Déjà, je vérifie que je n’ai pas de conflit d’intérêts avec l’entreprise qui me sollicite. Je commence par prendre des renseignements, pour savoir qui a autorité sur qui dans l’entreprise. Je réalise un questionnaire en fonction des faits dénoncés, j’auditionne les personnes concernées, je leur demande de me communiquer des noms d’autres salariés susceptibles de me parler. Je préfère que l’entreprise fasse un appel large pour que toute personne témoin de faits ou d’éléments puisse venir me voir. Ensuite, je fais un rapport avec des conclusions sur la qualification des faits, qui est transmis uniquement à la direction, sans obligation de le communiquer aux salariés. C’est à la direction de prendre des sanctions éventuelles, pas à moi. Je peux faire des préconisations.
Concernant les partis politiques, le Haut Conseil à l’Egalité préconise de « mandater une instance indépendante » comparable à la Haute Autorité pour la Transparence de la Vie publique, pour traiter ces situations de violences. Qu’en dites-vous ?
Ce serait la meilleure option : une autorité qui ait un champ de compétence clair et défini par des textes. La qualité première d’une cellule de signalement des violences, c’est son indépendance. En entreprise comme dans un parti, le processus « fait maison » manque d’impartialité.
Dans le cas de Julien Bayou, la cellule de veille des Verts a consulté un mail provenant d’une ancienne compagne l’accusant de « briser psychologiquement des femmes », mais cette personne aurait refusé d’être auditionnée. Comment gérer cette configuration ?

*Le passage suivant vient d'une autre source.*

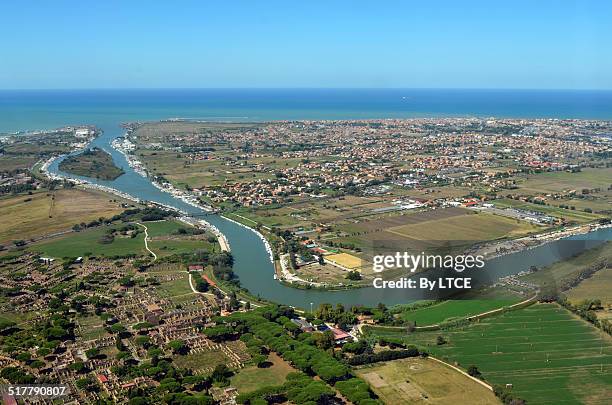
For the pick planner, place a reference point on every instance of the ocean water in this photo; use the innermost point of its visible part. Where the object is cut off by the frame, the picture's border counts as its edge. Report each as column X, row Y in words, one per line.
column 46, row 109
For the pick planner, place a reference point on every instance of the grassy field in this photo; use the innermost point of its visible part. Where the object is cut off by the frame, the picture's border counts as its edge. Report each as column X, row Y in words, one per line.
column 469, row 227
column 94, row 163
column 175, row 288
column 598, row 286
column 252, row 378
column 164, row 228
column 450, row 228
column 551, row 277
column 580, row 217
column 345, row 260
column 555, row 182
column 88, row 243
column 423, row 381
column 206, row 359
column 451, row 310
column 44, row 213
column 91, row 327
column 549, row 355
column 164, row 241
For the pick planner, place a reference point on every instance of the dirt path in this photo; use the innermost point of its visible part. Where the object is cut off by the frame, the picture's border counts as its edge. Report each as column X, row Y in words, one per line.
column 147, row 240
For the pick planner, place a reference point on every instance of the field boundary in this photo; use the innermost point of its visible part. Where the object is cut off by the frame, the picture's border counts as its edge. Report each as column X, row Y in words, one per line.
column 484, row 384
column 437, row 326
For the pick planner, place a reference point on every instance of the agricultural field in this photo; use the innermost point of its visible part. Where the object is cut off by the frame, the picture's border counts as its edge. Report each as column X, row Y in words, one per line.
column 548, row 355
column 49, row 212
column 598, row 286
column 165, row 242
column 345, row 260
column 450, row 228
column 94, row 163
column 569, row 215
column 174, row 288
column 423, row 381
column 558, row 182
column 554, row 277
column 252, row 378
column 165, row 239
column 446, row 311
column 89, row 243
column 327, row 274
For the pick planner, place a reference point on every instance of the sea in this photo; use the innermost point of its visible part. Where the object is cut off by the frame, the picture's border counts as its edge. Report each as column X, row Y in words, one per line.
column 107, row 109
column 27, row 110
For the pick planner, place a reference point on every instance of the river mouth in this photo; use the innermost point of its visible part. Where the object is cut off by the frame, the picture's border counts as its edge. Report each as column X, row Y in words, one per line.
column 255, row 270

Je ne comprends pas les contours de cette cellule. A-t-elle vocation à contrôler la vie privée ? Ça ne me choque pas qu’un parti décide de mettre à l’écart un élu soupçonné de violences dans le cadre privé, s’ils considèrent que ça ne cadre pas avec ses valeurs. Mais ça n’a rien à voir avec les missions de ce type de cellule. Si on peut considérer qu’un parti a les mêmes obligations qu’un employeur, c’est-à-dire de protéger la santé et la sécurité des personnes en son sein, je ne vois pas comment cette obligation s’étend aux conjoints des cadres.
La cellule de signalement de LFI est composée de membres du parti. Ça ne convient pas ?

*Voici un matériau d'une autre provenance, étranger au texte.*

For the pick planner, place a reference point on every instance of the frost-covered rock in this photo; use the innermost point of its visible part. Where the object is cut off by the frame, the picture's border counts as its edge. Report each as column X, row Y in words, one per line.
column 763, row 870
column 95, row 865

Ça ne convient pas du tout. En tant qu’avocate, quand j’assiste une victime de harcèlement moral, je vais questionner sans cesse l’impartialité de l’enquête menée. La gestion en vase clos entretient la défiance vis-à-vis de ces cellules, ça peut dissuader des victimes de parler.

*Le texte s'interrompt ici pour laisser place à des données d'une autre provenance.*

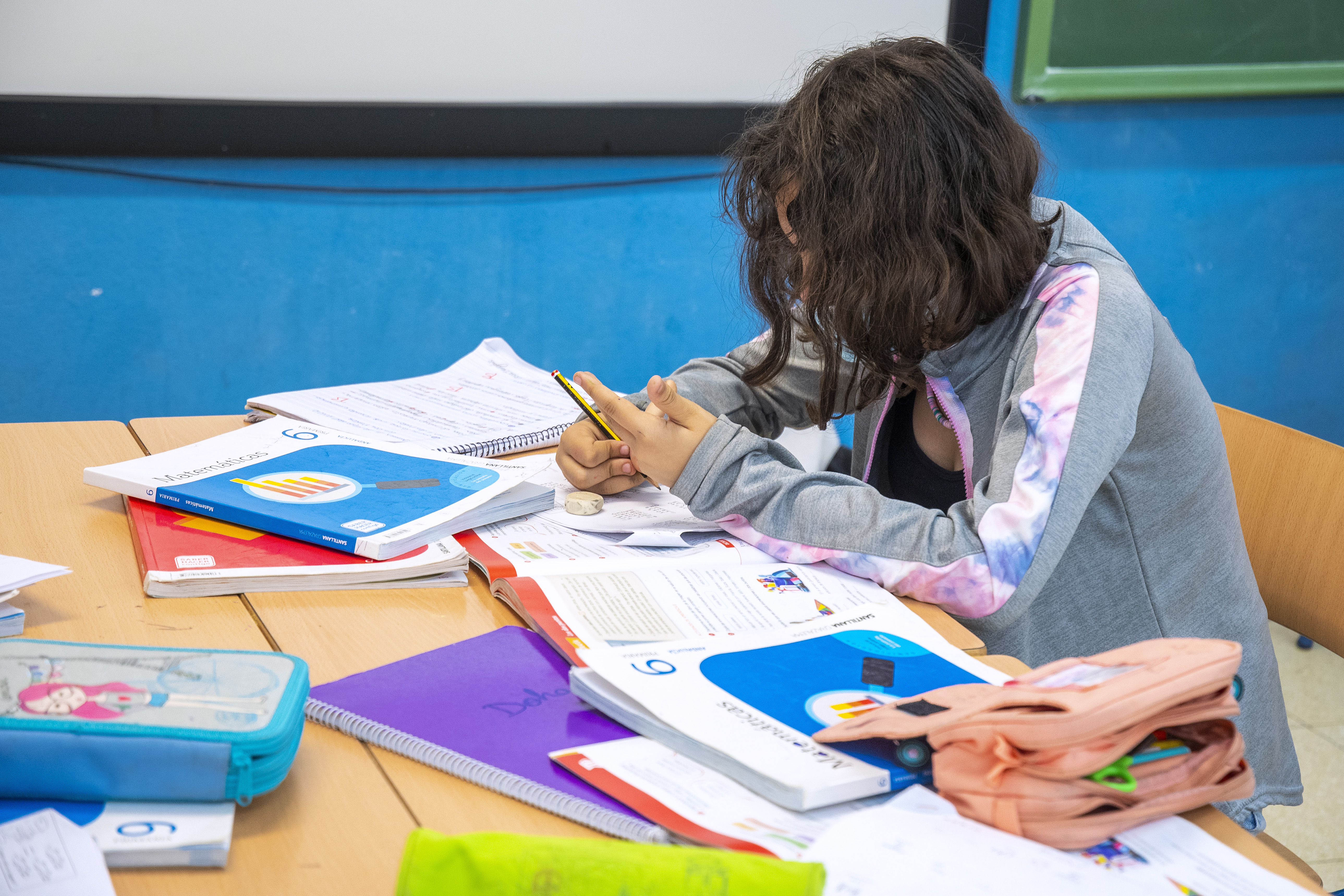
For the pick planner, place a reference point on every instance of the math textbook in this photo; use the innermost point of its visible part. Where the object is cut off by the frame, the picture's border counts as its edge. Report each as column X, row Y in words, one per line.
column 374, row 499
column 183, row 555
column 748, row 704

Selon vous, un parti ou une entreprise n’a pas à enquêter sur des allégations de violences commises dans le cadre privé ?
On critique le tribunal médiatique, mais conférer une telle puissance à une entreprise, ça me paraît dangereux. Et ces questions sensibles demandent de la formation, des compétences spécifiques.
Il y a eu les affaires Bouhafs, Coquerel, Quatennens, Bayou, qui ne recouvrent ni les mêmes faits ni les mêmes potentielles qualifications pénales. Est-il possible pour un parti d’anticiper tous les cas de figure de violences ?
Personne n’a le chemin parfait, clair et précis sur comment traiter ces questions. C’est un peu insoluble. On peut décider d’écarter les concernés jusqu’à ce que la justice tranche, mais la justice pénale est si lente qu’ils se retrouvent politiquement morts avant toute décision pénale. Si on avait une justice pénale plus rapide, ces affaires seraient moins compliquées à gérer.
Une cellule interne devrait-elle inciter les victimes à porter plainte, comme on l’a beaucoup entendu ?
C’est une question compliquée. Porter plainte, c’est une décision douloureuse et personnelle. Ça ne devrait pas entrer en ligne de compte sur le traitement de la situation de violence par la structure. Je pense à une des victimes de viol que j’accompagne : elle ne portera pas plainte, elle n’a pas de preuve, elle ne se sentait pas la force d’affronter cinq ans de procédure douloureuse qui comprend de nombreuses failles. La cellule a un vrai rôle d’information, mais sur l’incitation, je suis beaucoup plus réservée. Ça me hérisse quand j’entends : « On ne fera rien sans plainte pénale. » On signifie donc que la victime doit porter plainte pour que sa souffrance soit prise en compte au sein de son organisation. C’est n’avoir aucun respect pour les victimes, pour ses salariés et pour sa propre organisation.